NEAR-LINE Near-line storage is typically less
accessible and less expensive than on-line storage, but still useful for backup data storage. A good example would
be a tape library with restore times ranging from seconds to a few minutes. A mechanical device is usually involved
in moving media units from storage into a drive where the data can be read or written. Generally it has safety
properties similar to on-line storage.
OFF-LINE Off-line storage requires some direct
human action in order to make access to the storage media physically possible. This action is typically inserting a
tape into a tape drive or plugging in a cable that allows a device to be accessed. Because the data is not
accessible via any computer except during limited periods in which it is written or read back, it is largely immune
to a whole class of on-line backup failure modes. Access time will vary depending on whether the media is on-site
or off-site.
OFF-SITE DATA PROTECTION To protect against a
disaster or other site-specific problem, many people choose to send backup media to an off-site vault. The vault
can be as simple as a system administrator's home office or as sophisticated as a disaster-hardened,
temperature-controlled, high-security bunker that has facilities for backup media storage. Importantly a data
replica can be off-site but also on-line (e.g., an off-site RAID mirror). Such a replica has fairly limited value
as a backup, and should not be confused with an off-line backup.

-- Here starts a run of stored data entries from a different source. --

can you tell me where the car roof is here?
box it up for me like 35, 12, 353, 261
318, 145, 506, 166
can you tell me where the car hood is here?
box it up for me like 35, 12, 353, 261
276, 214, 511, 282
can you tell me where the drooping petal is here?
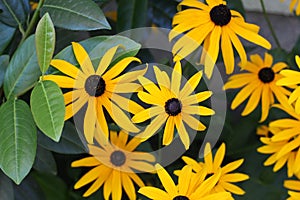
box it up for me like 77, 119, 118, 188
84, 97, 97, 144
122, 173, 136, 200
221, 28, 234, 74
163, 117, 175, 145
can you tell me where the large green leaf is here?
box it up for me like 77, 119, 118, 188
0, 22, 15, 54
33, 145, 57, 175
0, 55, 9, 87
35, 13, 55, 74
40, 0, 111, 31
0, 99, 37, 184
49, 35, 141, 74
0, 171, 14, 200
38, 122, 87, 154
30, 80, 65, 142
0, 0, 30, 27
3, 35, 41, 99
116, 0, 148, 32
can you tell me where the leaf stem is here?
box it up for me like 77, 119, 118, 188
259, 0, 282, 49
20, 0, 45, 45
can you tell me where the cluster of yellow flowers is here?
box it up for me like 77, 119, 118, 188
44, 0, 300, 199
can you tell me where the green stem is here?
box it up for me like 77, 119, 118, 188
259, 0, 282, 49
19, 0, 45, 45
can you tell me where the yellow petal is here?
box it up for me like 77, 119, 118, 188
221, 28, 234, 74
241, 85, 262, 116
155, 164, 177, 197
180, 71, 203, 98
43, 75, 75, 88
132, 106, 164, 123
171, 61, 182, 96
72, 42, 95, 75
50, 59, 83, 79
96, 45, 120, 75
121, 173, 136, 200
102, 57, 141, 80
138, 187, 170, 199
182, 113, 206, 131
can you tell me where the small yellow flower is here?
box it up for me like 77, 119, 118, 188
224, 53, 291, 122
138, 164, 233, 200
178, 143, 249, 195
170, 0, 271, 78
257, 104, 300, 177
44, 43, 145, 143
132, 61, 214, 150
72, 130, 155, 199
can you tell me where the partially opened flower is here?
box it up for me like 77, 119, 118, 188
169, 0, 271, 78
284, 179, 300, 200
281, 0, 300, 15
72, 130, 155, 199
179, 143, 249, 195
44, 43, 145, 143
224, 53, 291, 122
257, 104, 300, 177
132, 62, 214, 150
277, 55, 300, 114
138, 164, 233, 200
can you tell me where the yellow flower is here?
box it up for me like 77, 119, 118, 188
281, 0, 300, 15
277, 55, 300, 114
224, 53, 291, 122
179, 143, 249, 195
284, 178, 300, 200
258, 104, 300, 177
169, 0, 271, 78
44, 43, 145, 143
138, 164, 233, 200
132, 62, 214, 150
71, 130, 155, 199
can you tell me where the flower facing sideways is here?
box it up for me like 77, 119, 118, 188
132, 62, 214, 150
178, 143, 249, 196
169, 0, 271, 78
71, 130, 155, 199
224, 53, 291, 122
138, 164, 233, 200
258, 104, 300, 177
44, 43, 145, 143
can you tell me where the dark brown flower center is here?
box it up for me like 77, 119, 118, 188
258, 67, 275, 83
173, 196, 189, 200
210, 4, 231, 26
110, 150, 126, 167
165, 98, 182, 116
84, 75, 106, 97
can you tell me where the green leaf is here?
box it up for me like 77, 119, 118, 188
35, 13, 55, 74
38, 121, 87, 154
30, 80, 65, 142
0, 171, 14, 200
49, 35, 141, 74
0, 55, 9, 87
33, 172, 68, 200
0, 0, 30, 27
40, 0, 111, 31
116, 0, 148, 32
0, 99, 37, 184
0, 22, 16, 54
3, 35, 41, 99
33, 145, 57, 175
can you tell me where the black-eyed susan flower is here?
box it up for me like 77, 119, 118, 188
71, 130, 155, 199
224, 53, 291, 122
132, 62, 214, 150
257, 104, 300, 177
44, 43, 145, 143
284, 178, 300, 200
138, 164, 233, 200
179, 143, 249, 195
169, 0, 271, 78
277, 55, 300, 114
281, 0, 300, 15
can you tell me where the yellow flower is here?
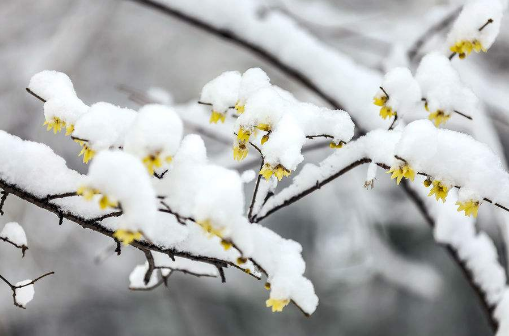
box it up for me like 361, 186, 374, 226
427, 180, 449, 202
78, 144, 96, 164
264, 282, 271, 290
456, 200, 480, 218
220, 239, 232, 251
380, 106, 396, 120
236, 257, 247, 265
428, 110, 450, 127
142, 154, 163, 175
237, 127, 251, 142
235, 101, 245, 114
197, 219, 224, 238
99, 195, 118, 210
65, 124, 74, 136
373, 96, 388, 107
233, 143, 248, 161
261, 134, 270, 145
387, 164, 415, 185
260, 164, 291, 181
256, 123, 271, 132
77, 185, 98, 201
329, 141, 343, 149
423, 178, 432, 188
43, 117, 66, 134
113, 229, 143, 246
266, 298, 290, 313
209, 110, 226, 124
450, 40, 486, 59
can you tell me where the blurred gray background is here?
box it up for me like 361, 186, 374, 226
1, 0, 508, 335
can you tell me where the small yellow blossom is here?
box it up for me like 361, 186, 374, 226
373, 96, 388, 107
44, 117, 66, 134
380, 106, 396, 120
427, 180, 449, 202
209, 110, 226, 124
78, 144, 96, 164
237, 127, 251, 142
236, 257, 247, 265
165, 156, 173, 164
244, 269, 251, 274
450, 40, 486, 59
197, 219, 224, 238
143, 154, 163, 175
220, 239, 232, 251
428, 110, 450, 127
65, 124, 74, 136
256, 123, 271, 132
261, 134, 270, 145
456, 200, 480, 218
113, 229, 143, 246
99, 195, 118, 210
387, 164, 415, 185
423, 178, 432, 188
266, 298, 290, 313
235, 101, 245, 114
329, 141, 343, 149
233, 143, 248, 161
264, 282, 271, 290
260, 164, 291, 181
77, 185, 99, 200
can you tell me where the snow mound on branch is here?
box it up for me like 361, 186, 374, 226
0, 131, 84, 197
0, 222, 27, 247
416, 53, 478, 119
73, 102, 137, 151
374, 67, 421, 116
129, 263, 159, 289
152, 252, 219, 277
124, 104, 183, 162
200, 71, 241, 113
29, 70, 88, 126
14, 281, 34, 308
395, 120, 509, 204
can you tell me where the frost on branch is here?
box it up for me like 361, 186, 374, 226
394, 120, 509, 218
415, 53, 478, 126
0, 222, 28, 256
201, 68, 355, 181
446, 0, 505, 59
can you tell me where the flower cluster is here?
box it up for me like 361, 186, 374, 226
387, 163, 415, 185
450, 40, 486, 59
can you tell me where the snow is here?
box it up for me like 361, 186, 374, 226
14, 280, 35, 308
0, 222, 27, 247
152, 252, 219, 277
200, 71, 241, 113
416, 53, 479, 124
129, 263, 159, 289
374, 67, 421, 117
395, 120, 509, 207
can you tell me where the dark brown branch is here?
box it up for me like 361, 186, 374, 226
479, 18, 494, 31
0, 237, 28, 257
248, 161, 264, 222
0, 191, 8, 215
26, 88, 46, 103
1, 271, 54, 309
388, 115, 398, 130
217, 265, 226, 283
45, 192, 78, 201
143, 250, 156, 285
306, 134, 334, 140
454, 110, 473, 120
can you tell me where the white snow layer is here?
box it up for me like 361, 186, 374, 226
14, 280, 35, 308
0, 222, 27, 247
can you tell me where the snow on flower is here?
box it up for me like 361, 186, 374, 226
200, 70, 242, 123
78, 150, 158, 245
373, 67, 421, 120
394, 120, 509, 217
124, 104, 183, 175
72, 102, 137, 163
29, 70, 89, 135
416, 53, 479, 127
446, 0, 504, 59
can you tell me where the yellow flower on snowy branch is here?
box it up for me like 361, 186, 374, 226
450, 40, 486, 59
99, 195, 118, 210
456, 200, 480, 218
197, 219, 224, 239
259, 163, 291, 181
237, 127, 251, 142
234, 101, 245, 114
209, 110, 226, 124
44, 117, 66, 134
387, 164, 415, 185
65, 124, 74, 136
77, 142, 95, 164
233, 142, 248, 161
266, 298, 290, 312
142, 153, 170, 175
373, 93, 396, 120
428, 110, 450, 127
113, 229, 143, 246
427, 180, 449, 202
77, 185, 99, 201
329, 141, 343, 149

BACKUP SITE OR DISASTER RECOVERY CENTER (DR
CENTER) In the event of a disaster, the data on backup media will not be sufficient to recover.
Computer systems onto which the data can be restored and properly configured networks are necessary too. Some
organizations have their own data recovery centers that are equipped for this scenario. Other organizations
contract this out to a third-party recovery center. Because a DR site is itself a huge investment, backing up is
very rarely considered the preferred method of moving data to a DR site. A more typical way would be remote disk
mirroring, which keeps the DR data as up to date as possible.
SELECTION AND EXTRACTION OF DATA
A successful backup job starts with selecting and extracting coherent units of data. Most data on
modern computer systems is stored in discrete units, known as files. These files are organized into filesystems.
Files that are actively being updated can be thought of as "live" and present a challenge to back up. It is also
useful to save metadata that describes the computer or the filesystem being backed up.
Deciding what to back up at any given time is a harder process than it seems. By backing up too
much redundant data, the data repository will fill up too quickly. Backing up an insufficient amount of data can
eventually lead to the loss of critical information.
FILES
COPYING FILES
Making copies of files is the simplest and most common way to perform a backup. A means to perform this basic
function is included in all backup software and all operating systems.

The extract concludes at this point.